Reddy G Sekhar, Chittineni Suneetha
Department of Computer Science and Engineering, Acharya Nagarjuna University, Guntur, Andhra Pradesh, India.
Department of Computer Applications, RVR&JC college of Engineering, Guntur, Andhra Pradesh, India.
PeerJ Comput Sci. 2021 Apr 7;7:e424. doi: 10.7717/peerj-cs.424. eCollection 2021.
Information efficiency is gaining more importance in the development as well as application sectors of information technology. Data mining is a computer-assisted process of massive data investigation that extracts meaningful information from the datasets. The mined information is used in decision-making to understand the behavior of each attribute. Therefore, a new classification algorithm is introduced in this paper to improve information management. The classical C4.5 decision tree approach is combined with the Selfish Herd Optimization (SHO) algorithm to tune the gain of given datasets.
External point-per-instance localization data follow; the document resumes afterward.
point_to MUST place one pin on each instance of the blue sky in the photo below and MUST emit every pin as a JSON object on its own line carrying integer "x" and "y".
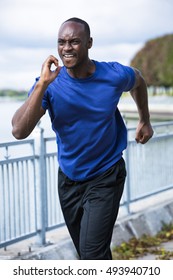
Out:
{"x": 119, "y": 29}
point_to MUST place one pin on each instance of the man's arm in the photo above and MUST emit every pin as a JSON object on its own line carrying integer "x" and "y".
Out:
{"x": 28, "y": 115}
{"x": 139, "y": 93}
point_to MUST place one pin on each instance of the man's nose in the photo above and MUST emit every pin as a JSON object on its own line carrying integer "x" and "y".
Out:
{"x": 67, "y": 46}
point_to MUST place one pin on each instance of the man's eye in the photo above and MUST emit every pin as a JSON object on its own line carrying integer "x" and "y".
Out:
{"x": 75, "y": 42}
{"x": 60, "y": 43}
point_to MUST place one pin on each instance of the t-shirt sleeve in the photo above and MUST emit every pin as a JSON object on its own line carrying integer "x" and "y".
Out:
{"x": 126, "y": 76}
{"x": 44, "y": 100}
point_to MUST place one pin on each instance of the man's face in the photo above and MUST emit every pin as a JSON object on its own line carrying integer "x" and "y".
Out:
{"x": 73, "y": 44}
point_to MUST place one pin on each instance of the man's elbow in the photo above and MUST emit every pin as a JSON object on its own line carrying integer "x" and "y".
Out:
{"x": 19, "y": 134}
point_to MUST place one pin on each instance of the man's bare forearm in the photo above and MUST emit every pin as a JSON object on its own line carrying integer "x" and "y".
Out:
{"x": 28, "y": 115}
{"x": 140, "y": 96}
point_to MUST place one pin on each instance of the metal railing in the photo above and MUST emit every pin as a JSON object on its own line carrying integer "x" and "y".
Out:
{"x": 29, "y": 203}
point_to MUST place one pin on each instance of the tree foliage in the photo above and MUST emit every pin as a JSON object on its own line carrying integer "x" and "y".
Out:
{"x": 155, "y": 61}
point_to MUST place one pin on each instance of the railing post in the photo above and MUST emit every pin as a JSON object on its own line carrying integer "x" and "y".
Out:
{"x": 41, "y": 204}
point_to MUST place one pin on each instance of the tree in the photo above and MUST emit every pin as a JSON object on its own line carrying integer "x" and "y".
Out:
{"x": 155, "y": 61}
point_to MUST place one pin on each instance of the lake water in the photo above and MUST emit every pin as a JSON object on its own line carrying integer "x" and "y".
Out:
{"x": 7, "y": 110}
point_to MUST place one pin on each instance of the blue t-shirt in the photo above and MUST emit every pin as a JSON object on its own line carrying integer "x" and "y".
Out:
{"x": 90, "y": 131}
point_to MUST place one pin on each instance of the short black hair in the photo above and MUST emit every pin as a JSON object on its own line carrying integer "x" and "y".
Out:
{"x": 86, "y": 25}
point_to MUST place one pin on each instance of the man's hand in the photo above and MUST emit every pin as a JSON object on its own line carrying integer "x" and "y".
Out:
{"x": 47, "y": 75}
{"x": 143, "y": 132}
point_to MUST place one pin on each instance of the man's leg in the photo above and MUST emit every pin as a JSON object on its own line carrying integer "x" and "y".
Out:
{"x": 101, "y": 205}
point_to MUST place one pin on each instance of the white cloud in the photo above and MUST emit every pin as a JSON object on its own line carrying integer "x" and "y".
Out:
{"x": 119, "y": 27}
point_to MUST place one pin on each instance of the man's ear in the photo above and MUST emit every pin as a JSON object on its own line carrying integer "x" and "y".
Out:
{"x": 90, "y": 42}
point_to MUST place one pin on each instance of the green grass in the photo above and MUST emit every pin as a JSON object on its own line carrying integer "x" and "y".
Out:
{"x": 147, "y": 244}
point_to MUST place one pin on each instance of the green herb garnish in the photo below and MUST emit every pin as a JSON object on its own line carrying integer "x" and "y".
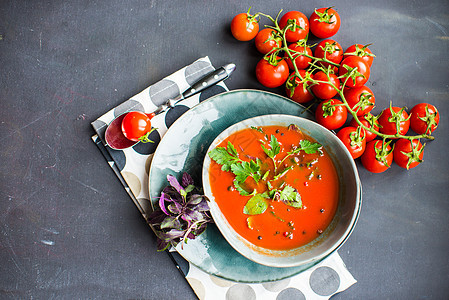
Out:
{"x": 229, "y": 159}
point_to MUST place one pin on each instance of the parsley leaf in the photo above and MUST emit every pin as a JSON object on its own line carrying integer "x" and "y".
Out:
{"x": 256, "y": 205}
{"x": 240, "y": 189}
{"x": 309, "y": 147}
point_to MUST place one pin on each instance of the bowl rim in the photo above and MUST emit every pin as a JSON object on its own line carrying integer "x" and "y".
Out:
{"x": 215, "y": 215}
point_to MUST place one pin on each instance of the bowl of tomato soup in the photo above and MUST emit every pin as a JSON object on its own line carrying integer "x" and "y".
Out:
{"x": 284, "y": 191}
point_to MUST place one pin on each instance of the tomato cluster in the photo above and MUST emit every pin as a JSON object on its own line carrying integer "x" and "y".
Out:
{"x": 336, "y": 79}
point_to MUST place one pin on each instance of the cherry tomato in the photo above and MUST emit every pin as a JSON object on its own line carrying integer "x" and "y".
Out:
{"x": 297, "y": 90}
{"x": 299, "y": 29}
{"x": 331, "y": 49}
{"x": 369, "y": 124}
{"x": 424, "y": 118}
{"x": 357, "y": 77}
{"x": 361, "y": 51}
{"x": 244, "y": 27}
{"x": 301, "y": 61}
{"x": 360, "y": 99}
{"x": 377, "y": 157}
{"x": 408, "y": 154}
{"x": 135, "y": 125}
{"x": 331, "y": 114}
{"x": 325, "y": 90}
{"x": 354, "y": 140}
{"x": 389, "y": 117}
{"x": 272, "y": 74}
{"x": 324, "y": 22}
{"x": 267, "y": 39}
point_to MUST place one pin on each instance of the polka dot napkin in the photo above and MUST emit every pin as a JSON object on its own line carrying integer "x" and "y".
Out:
{"x": 132, "y": 167}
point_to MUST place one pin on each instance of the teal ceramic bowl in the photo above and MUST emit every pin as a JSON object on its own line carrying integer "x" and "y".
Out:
{"x": 343, "y": 222}
{"x": 183, "y": 148}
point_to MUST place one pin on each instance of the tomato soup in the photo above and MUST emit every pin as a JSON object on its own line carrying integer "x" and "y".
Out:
{"x": 294, "y": 195}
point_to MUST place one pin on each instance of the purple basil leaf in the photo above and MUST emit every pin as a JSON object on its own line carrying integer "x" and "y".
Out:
{"x": 202, "y": 206}
{"x": 175, "y": 208}
{"x": 174, "y": 183}
{"x": 194, "y": 200}
{"x": 164, "y": 197}
{"x": 171, "y": 222}
{"x": 174, "y": 234}
{"x": 200, "y": 229}
{"x": 187, "y": 180}
{"x": 192, "y": 215}
{"x": 162, "y": 245}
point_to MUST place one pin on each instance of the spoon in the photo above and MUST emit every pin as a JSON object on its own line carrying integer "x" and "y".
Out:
{"x": 114, "y": 136}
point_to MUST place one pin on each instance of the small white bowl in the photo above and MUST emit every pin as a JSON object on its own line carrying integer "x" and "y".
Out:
{"x": 350, "y": 198}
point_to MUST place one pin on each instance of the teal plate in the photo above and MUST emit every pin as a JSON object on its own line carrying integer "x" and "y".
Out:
{"x": 182, "y": 149}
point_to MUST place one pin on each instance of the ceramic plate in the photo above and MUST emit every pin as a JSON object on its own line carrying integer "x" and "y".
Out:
{"x": 183, "y": 148}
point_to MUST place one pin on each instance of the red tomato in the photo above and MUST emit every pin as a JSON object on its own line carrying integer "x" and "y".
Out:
{"x": 360, "y": 99}
{"x": 325, "y": 90}
{"x": 389, "y": 117}
{"x": 135, "y": 125}
{"x": 267, "y": 39}
{"x": 332, "y": 114}
{"x": 272, "y": 74}
{"x": 297, "y": 90}
{"x": 361, "y": 51}
{"x": 357, "y": 77}
{"x": 424, "y": 118}
{"x": 372, "y": 123}
{"x": 408, "y": 154}
{"x": 331, "y": 49}
{"x": 301, "y": 61}
{"x": 244, "y": 27}
{"x": 300, "y": 27}
{"x": 377, "y": 157}
{"x": 324, "y": 22}
{"x": 354, "y": 140}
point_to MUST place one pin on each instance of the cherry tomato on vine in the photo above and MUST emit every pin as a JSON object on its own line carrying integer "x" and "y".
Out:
{"x": 424, "y": 118}
{"x": 408, "y": 154}
{"x": 369, "y": 124}
{"x": 300, "y": 26}
{"x": 297, "y": 90}
{"x": 377, "y": 157}
{"x": 361, "y": 51}
{"x": 324, "y": 22}
{"x": 325, "y": 90}
{"x": 360, "y": 99}
{"x": 331, "y": 113}
{"x": 136, "y": 125}
{"x": 301, "y": 61}
{"x": 272, "y": 72}
{"x": 244, "y": 27}
{"x": 357, "y": 77}
{"x": 389, "y": 117}
{"x": 331, "y": 49}
{"x": 354, "y": 140}
{"x": 267, "y": 39}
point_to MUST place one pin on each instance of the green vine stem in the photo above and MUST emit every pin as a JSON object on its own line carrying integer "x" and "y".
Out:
{"x": 315, "y": 61}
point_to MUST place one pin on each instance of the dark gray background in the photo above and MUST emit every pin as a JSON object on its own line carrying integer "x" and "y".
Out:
{"x": 69, "y": 230}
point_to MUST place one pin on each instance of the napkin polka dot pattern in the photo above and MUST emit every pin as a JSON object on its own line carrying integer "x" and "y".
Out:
{"x": 132, "y": 167}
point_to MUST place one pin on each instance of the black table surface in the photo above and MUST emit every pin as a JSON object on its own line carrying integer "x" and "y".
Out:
{"x": 69, "y": 229}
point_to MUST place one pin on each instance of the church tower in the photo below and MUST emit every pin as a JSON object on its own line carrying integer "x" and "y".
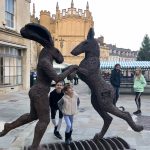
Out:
{"x": 68, "y": 28}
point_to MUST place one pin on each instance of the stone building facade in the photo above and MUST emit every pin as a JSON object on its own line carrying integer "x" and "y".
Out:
{"x": 68, "y": 28}
{"x": 121, "y": 54}
{"x": 104, "y": 49}
{"x": 14, "y": 50}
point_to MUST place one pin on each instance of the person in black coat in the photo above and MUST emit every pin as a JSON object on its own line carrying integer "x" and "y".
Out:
{"x": 54, "y": 97}
{"x": 115, "y": 80}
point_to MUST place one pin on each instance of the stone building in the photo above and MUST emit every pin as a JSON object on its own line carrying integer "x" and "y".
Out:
{"x": 121, "y": 54}
{"x": 104, "y": 49}
{"x": 14, "y": 50}
{"x": 68, "y": 28}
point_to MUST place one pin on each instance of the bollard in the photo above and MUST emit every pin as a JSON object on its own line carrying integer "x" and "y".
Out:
{"x": 113, "y": 143}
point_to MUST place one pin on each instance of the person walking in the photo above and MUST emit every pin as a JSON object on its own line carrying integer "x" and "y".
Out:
{"x": 75, "y": 79}
{"x": 68, "y": 105}
{"x": 115, "y": 80}
{"x": 54, "y": 97}
{"x": 139, "y": 84}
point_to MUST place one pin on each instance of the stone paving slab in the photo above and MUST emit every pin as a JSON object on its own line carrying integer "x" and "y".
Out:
{"x": 86, "y": 123}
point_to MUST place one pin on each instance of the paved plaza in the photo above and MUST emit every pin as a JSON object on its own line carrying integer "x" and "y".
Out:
{"x": 86, "y": 123}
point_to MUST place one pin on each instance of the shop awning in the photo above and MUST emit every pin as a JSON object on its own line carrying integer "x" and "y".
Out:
{"x": 125, "y": 64}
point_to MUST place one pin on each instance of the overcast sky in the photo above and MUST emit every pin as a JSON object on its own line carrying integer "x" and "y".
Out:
{"x": 121, "y": 22}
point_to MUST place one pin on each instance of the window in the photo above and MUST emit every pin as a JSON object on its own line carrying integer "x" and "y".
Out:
{"x": 9, "y": 13}
{"x": 10, "y": 66}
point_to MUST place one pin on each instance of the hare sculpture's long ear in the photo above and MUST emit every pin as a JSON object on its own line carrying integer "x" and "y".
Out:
{"x": 91, "y": 34}
{"x": 37, "y": 33}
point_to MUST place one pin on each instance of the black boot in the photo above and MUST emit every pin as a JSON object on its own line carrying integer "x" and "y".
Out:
{"x": 67, "y": 138}
{"x": 70, "y": 133}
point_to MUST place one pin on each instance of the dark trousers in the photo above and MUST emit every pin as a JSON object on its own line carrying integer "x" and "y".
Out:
{"x": 116, "y": 95}
{"x": 138, "y": 100}
{"x": 53, "y": 113}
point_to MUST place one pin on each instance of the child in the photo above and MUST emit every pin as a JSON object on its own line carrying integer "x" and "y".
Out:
{"x": 139, "y": 84}
{"x": 55, "y": 96}
{"x": 68, "y": 105}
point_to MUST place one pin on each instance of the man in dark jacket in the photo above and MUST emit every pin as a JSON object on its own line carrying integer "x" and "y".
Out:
{"x": 54, "y": 97}
{"x": 115, "y": 80}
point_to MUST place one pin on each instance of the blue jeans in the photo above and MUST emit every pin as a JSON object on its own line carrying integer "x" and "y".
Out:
{"x": 116, "y": 95}
{"x": 69, "y": 122}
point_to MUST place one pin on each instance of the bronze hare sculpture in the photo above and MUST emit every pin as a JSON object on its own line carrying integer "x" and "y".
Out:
{"x": 39, "y": 104}
{"x": 102, "y": 93}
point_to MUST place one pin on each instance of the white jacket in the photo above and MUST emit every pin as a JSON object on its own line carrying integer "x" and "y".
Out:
{"x": 68, "y": 105}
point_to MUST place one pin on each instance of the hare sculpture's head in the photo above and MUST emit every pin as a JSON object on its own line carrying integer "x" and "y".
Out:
{"x": 41, "y": 35}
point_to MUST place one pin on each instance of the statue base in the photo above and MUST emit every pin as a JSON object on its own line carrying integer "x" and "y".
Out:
{"x": 113, "y": 143}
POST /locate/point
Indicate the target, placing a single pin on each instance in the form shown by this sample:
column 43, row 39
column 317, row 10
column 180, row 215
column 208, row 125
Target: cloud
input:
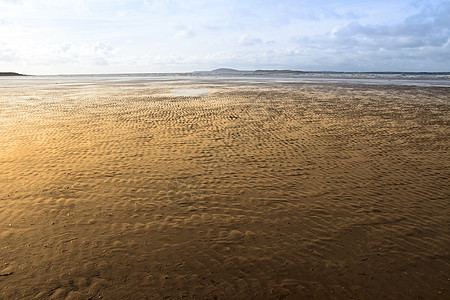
column 430, row 27
column 185, row 32
column 6, row 54
column 247, row 40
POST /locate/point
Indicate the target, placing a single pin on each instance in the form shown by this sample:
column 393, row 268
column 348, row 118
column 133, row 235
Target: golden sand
column 249, row 190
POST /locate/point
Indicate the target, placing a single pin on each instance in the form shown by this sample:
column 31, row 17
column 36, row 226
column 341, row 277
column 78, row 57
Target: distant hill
column 10, row 74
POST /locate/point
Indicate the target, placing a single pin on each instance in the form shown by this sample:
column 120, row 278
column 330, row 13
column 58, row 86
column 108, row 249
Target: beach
column 185, row 188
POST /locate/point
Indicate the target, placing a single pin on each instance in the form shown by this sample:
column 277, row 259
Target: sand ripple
column 250, row 191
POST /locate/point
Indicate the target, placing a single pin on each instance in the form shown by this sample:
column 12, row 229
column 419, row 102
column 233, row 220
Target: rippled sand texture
column 118, row 189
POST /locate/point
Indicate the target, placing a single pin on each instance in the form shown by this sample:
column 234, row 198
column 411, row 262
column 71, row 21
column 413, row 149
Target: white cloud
column 247, row 40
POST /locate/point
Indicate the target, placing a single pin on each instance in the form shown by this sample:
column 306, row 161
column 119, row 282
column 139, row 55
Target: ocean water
column 374, row 78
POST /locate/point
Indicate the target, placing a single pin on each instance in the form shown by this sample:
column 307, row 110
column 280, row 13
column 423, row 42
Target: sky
column 144, row 36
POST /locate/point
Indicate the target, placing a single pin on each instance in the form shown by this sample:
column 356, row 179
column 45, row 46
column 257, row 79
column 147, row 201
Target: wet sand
column 135, row 189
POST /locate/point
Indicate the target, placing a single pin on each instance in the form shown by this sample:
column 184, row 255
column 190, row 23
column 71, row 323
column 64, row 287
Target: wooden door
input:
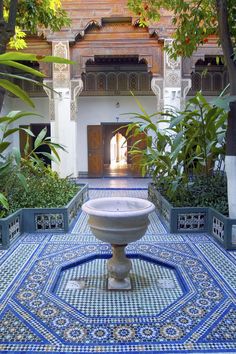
column 95, row 151
column 136, row 159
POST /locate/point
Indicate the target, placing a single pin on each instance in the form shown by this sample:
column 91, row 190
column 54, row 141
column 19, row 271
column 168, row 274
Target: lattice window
column 144, row 82
column 165, row 212
column 90, row 82
column 112, row 82
column 49, row 222
column 217, row 82
column 218, row 228
column 207, row 82
column 122, row 82
column 101, row 82
column 196, row 82
column 133, row 82
column 191, row 221
column 225, row 78
column 14, row 228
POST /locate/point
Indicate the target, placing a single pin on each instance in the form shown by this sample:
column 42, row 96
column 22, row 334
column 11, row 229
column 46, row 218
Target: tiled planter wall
column 41, row 219
column 191, row 220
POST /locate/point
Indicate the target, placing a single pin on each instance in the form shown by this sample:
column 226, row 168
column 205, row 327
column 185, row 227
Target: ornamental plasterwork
column 50, row 94
column 172, row 79
column 157, row 86
column 61, row 50
column 173, row 63
column 76, row 89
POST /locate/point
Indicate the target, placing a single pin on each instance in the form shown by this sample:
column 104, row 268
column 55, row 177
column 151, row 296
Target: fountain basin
column 118, row 221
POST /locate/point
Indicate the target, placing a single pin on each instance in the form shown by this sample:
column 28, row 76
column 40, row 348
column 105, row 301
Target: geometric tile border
column 179, row 327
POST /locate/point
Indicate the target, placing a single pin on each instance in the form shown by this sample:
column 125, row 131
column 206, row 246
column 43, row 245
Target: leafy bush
column 182, row 158
column 44, row 190
column 201, row 192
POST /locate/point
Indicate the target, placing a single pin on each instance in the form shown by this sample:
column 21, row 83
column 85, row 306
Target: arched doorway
column 118, row 151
The optimal weights for the information gain will be updated based on SHO. Further, the dataset is partitioned into two classes based on quadratic entropy calculation and information gain. Decision tree gain optimization is the main aim of our proposed C4.5-SHO method. The robustness of the proposed method is evaluated on various datasets and compared with classifiers, such as ID3 and CART. The accuracy and area under the receiver operating characteristic curve parameters are estimated and compared with existing algorithms like ant colony optimization, particle swarm optimization and cuckoo search.
信息效率在信息技术的开发和应用领域正变得越来越重要。数据挖掘是一个计算机辅助的海量数据调查过程,它从数据集中提取有意义的信息。挖掘出的信息用于决策,以了解每个属性的行为。因此,本文引入了一种新的分类算法来改进信息管理。经典的C4.5决策树方法与自私羊群优化(SHO)算法相结合,以调整给定数据集的增益。基于SHO更新信息增益的最优权重。此外,基于二次熵计算和信息增益将数据集划分为两类。决策树增益优化是我们提出的C4.5-SHO方法的主要目标。在各种数据集上评估了所提方法的稳健性,并与ID3和CART等分类器进行了比较。估计了接收器操作特征曲线参数下的准确性和面积,并与蚁群优化、粒子群优化和布谷鸟搜索等现有算法进行了比较。